Multilateral Environmental Agreements and Trade Obligations: A Theoretical Analysis of the Doha Proposal
01.01.2005
Alireza Naghavi
F13,F18,F23,H23,Q56,R38
Environmental policy,WTO,Location of firms,Green tariffs,Multilateral environmental agreements,Doha declaration
Climate Change and Sustainable Development
Carlo Carraro
The Doha declaration on trade and environment proposed to clarify the relationship between multilateral environmental agreement (MEA) trade obligations and WTO rules by only guaranteeing economic integration upon ratification of certain MEAs. In other words, it pushed to authorize the use of trade measures against non-compliance, denying a non-signatory of its WTO rights to exercise countervailing tariffs.
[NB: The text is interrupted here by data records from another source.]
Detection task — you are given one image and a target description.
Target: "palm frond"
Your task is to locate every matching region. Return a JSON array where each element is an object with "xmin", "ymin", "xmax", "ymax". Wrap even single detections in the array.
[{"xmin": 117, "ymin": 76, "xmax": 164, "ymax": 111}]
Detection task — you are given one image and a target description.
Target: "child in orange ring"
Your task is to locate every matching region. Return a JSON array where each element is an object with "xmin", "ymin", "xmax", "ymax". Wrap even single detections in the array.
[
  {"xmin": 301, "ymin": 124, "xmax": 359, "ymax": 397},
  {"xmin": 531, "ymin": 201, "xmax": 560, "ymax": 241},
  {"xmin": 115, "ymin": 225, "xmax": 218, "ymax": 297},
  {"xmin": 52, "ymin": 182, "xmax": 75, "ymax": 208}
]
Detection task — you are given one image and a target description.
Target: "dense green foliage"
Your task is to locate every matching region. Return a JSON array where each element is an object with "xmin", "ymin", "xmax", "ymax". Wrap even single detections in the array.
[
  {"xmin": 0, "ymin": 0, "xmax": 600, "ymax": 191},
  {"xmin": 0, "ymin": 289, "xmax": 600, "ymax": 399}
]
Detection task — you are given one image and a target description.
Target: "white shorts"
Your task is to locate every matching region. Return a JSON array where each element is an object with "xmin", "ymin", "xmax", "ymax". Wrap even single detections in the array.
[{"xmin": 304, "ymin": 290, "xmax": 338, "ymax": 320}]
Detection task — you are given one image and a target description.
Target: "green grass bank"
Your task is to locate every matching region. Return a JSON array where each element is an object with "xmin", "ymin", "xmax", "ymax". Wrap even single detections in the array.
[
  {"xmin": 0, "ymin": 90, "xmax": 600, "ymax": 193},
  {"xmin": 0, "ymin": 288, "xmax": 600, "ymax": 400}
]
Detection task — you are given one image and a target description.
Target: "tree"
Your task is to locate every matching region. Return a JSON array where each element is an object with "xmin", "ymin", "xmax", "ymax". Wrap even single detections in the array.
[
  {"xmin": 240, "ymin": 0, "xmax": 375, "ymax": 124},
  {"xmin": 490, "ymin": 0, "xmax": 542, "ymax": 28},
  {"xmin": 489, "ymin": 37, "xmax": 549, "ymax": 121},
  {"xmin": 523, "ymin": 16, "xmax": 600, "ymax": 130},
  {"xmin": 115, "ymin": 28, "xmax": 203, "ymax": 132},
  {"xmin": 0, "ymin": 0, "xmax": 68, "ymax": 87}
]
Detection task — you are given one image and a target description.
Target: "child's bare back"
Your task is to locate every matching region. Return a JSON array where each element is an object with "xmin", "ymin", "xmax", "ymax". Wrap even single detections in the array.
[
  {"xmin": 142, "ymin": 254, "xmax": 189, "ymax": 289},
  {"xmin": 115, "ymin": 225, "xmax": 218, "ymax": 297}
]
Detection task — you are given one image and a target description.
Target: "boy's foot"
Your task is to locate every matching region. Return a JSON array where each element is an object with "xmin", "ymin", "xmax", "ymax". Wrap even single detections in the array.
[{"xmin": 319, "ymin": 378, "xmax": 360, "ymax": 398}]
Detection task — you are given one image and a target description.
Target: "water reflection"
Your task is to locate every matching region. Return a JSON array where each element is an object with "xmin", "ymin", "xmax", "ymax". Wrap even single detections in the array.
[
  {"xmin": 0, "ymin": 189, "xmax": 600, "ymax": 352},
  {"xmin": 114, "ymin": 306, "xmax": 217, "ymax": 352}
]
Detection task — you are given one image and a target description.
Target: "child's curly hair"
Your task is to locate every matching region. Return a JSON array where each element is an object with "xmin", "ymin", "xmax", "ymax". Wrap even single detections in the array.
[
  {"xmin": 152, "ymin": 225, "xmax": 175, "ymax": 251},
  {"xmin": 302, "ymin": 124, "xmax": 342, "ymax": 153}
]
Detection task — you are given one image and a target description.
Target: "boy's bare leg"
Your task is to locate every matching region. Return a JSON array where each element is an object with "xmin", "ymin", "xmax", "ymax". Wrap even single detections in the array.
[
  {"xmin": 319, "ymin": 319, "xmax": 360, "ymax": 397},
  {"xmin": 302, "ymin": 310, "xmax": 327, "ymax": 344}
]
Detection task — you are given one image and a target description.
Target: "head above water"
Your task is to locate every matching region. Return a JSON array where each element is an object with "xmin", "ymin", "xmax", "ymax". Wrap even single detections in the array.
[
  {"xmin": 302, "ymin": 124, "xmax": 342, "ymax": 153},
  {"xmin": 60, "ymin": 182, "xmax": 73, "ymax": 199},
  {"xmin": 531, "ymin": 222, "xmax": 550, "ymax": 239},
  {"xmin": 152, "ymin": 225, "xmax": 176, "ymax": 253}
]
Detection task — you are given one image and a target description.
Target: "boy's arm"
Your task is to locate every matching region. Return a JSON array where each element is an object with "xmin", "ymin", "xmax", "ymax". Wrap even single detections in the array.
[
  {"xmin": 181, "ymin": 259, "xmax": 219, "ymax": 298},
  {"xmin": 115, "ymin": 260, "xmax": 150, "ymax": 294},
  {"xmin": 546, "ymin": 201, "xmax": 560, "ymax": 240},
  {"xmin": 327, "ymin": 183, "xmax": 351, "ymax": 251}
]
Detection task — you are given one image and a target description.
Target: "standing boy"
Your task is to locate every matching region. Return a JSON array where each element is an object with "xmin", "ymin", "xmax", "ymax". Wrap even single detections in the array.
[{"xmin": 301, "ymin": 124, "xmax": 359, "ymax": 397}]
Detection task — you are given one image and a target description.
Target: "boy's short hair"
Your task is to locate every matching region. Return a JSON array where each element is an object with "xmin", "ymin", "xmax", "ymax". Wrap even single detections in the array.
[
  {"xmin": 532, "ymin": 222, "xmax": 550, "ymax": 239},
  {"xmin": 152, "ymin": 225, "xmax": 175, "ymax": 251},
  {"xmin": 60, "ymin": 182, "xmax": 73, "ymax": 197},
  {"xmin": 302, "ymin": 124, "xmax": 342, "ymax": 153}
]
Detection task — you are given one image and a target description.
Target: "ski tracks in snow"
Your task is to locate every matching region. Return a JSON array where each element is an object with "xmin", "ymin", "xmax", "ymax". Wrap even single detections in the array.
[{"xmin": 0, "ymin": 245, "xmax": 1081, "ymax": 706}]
This paper demonstrates that the Doha proposal can be effective when environmental policy and its trade obligations are endogenous. Under plausible circumstances, ratification by a non-signatory to the MEA along with free trade as a reward is the unique equilibrium outcome. Delocation to pollution havens does not occur, as optimal tariffs are positive if standards are not adopted. Tariffs however only work as a credible threat and do not emerge in equilibrium. Results are consistent with broad empirical evidence that opposes the pollution haven hypothesis and suggests capital movements to be non-pollution related.